Ajwa hanya diam tidak bergeming sama sekali. Hatinya bimbang antara harus bertahan atau tinggalkan. Sedangkan luka dihatinya sangat sulit untuk disembuhkan.

"Saya mohon kasih saya waktu untuk memikirkan semua ini, lebih baik anda keluar dari rumah ini." ucap ajwa tegas, kali ini ajwa ingin memikirkan dengan matang matang keputusan nya agar tidak terulang kembali kejadian seperti ini.
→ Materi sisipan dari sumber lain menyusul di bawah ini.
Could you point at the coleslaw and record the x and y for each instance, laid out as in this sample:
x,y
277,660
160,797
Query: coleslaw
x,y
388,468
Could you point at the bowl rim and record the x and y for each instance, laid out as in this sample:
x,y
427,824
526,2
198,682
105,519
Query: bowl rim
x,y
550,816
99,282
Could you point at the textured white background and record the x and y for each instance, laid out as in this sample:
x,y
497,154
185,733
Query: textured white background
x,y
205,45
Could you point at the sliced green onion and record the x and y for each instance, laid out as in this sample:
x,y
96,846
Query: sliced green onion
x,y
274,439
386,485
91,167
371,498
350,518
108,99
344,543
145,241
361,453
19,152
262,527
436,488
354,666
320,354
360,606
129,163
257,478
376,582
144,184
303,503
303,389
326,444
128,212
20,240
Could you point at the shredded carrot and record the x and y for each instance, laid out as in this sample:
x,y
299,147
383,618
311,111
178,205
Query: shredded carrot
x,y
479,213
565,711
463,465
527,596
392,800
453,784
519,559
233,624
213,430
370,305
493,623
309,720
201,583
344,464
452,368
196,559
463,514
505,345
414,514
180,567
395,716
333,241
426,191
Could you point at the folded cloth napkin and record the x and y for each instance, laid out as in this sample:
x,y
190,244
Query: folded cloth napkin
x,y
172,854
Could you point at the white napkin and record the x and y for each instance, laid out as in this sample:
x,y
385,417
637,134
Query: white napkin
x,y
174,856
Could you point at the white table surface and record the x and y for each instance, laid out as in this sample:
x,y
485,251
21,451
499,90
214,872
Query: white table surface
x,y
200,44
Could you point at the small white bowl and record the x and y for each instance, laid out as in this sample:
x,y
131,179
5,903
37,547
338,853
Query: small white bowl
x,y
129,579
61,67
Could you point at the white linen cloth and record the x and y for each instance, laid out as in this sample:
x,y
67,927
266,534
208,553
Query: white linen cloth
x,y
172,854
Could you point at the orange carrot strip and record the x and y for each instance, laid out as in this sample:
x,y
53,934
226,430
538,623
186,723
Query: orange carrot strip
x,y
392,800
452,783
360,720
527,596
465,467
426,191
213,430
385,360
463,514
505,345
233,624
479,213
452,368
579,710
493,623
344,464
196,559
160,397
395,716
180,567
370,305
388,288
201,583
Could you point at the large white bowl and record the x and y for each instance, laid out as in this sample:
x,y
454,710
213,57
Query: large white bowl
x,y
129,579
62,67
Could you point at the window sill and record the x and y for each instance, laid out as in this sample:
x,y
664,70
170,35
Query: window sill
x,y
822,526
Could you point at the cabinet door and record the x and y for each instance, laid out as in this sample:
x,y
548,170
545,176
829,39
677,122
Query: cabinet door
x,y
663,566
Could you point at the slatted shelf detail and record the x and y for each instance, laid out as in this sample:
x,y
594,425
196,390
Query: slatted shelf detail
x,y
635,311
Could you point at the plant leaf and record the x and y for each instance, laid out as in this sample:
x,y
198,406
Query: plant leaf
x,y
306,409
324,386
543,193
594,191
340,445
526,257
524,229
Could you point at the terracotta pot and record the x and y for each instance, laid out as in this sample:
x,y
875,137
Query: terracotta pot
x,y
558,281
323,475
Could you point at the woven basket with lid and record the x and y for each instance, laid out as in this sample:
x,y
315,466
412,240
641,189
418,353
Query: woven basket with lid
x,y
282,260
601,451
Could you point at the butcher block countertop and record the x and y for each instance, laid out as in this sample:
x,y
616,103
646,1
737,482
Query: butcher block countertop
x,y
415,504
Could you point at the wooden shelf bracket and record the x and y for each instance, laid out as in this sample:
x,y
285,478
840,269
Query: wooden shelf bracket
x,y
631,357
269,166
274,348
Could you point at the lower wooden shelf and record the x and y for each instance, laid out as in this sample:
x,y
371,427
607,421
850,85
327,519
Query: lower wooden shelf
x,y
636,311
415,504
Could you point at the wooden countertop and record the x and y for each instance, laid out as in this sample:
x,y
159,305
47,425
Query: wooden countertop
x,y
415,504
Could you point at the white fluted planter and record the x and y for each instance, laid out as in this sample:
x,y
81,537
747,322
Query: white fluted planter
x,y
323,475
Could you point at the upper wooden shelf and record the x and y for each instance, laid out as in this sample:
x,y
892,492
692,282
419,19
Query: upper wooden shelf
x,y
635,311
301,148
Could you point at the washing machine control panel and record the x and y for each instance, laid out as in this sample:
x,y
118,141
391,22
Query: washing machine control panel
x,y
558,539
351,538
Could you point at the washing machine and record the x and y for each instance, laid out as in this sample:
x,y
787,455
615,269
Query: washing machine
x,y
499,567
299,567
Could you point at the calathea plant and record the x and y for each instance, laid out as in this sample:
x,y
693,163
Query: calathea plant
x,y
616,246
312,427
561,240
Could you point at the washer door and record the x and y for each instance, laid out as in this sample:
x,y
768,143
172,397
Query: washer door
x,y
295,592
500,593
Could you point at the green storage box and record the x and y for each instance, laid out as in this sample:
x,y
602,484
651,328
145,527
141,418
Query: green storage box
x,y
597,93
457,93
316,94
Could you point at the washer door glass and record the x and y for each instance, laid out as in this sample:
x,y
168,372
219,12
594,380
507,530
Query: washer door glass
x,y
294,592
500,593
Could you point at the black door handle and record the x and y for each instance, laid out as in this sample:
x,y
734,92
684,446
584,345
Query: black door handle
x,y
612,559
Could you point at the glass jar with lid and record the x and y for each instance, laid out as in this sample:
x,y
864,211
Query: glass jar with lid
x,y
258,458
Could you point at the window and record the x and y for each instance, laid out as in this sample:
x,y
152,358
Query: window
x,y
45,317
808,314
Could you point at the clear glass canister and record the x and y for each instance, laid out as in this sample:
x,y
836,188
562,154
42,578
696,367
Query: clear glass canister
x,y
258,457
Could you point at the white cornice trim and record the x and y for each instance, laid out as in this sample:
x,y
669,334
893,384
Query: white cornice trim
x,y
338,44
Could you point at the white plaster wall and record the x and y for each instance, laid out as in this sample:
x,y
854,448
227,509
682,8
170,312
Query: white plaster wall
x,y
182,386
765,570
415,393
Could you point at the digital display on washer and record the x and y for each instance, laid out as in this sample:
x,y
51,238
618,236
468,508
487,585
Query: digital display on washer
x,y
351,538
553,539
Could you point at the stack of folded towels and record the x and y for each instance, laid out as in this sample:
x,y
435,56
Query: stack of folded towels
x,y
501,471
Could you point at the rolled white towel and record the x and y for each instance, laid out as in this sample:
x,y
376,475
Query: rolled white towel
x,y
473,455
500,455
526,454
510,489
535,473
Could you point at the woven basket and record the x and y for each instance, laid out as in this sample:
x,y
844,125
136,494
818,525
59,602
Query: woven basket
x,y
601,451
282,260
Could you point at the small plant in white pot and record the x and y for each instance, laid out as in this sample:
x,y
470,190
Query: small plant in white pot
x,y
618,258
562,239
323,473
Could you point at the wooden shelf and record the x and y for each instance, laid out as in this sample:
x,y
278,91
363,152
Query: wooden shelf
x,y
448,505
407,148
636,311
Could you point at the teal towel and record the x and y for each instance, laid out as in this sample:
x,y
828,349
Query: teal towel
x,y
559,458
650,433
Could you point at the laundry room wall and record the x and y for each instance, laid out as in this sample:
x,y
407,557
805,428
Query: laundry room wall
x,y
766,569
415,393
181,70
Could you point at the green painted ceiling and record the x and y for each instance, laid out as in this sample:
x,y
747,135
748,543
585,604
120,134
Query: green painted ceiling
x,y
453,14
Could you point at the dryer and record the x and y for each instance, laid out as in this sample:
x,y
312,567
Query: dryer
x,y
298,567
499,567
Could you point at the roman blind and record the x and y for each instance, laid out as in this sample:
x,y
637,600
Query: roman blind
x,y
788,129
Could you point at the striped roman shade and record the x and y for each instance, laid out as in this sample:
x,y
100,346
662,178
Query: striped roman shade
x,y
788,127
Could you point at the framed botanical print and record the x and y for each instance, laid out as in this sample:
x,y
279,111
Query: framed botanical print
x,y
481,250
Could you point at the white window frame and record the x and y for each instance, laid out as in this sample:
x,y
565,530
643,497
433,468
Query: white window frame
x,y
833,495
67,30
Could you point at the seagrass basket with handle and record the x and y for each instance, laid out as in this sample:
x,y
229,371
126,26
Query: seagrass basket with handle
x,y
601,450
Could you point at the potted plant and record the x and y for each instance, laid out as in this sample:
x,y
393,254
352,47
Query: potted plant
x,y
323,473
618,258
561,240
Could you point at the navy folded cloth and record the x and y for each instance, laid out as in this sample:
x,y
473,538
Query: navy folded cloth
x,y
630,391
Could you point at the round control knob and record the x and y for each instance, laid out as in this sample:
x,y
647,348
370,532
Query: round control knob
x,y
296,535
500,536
"Saya mohon kasih saya kesempatan satu kali lagi, saya janji saya tidak akan mengulangi hal itu lagi." ucap afal menatap ajwa dengan serius, kali ini afal benar benar berbicara dari hatinya.

"Apa ucapan saya kurang jelas, saya bilang saya butuh waktu untuk memikirkan semua ini, jadi tolong saya mohon sama kamu keluar dari rumah ini sekarang juga." ucap ajwa masih dengan nada ramah.

"Baiklah kalau memang itu keputusan kamu, saya tunggu secepatnya jawaban kamu." jeda afal beberapa detik "kalau begitu aaya permisi dulu, assalamu'alaikum." ucap afal melirik kearah ajwa sebentar dan langsung pergi meninggalkan rumah kakek Aziz.

"Wa'alaikumsalam." ucap ajwa menatap punggung afal dengan tatapan sendu.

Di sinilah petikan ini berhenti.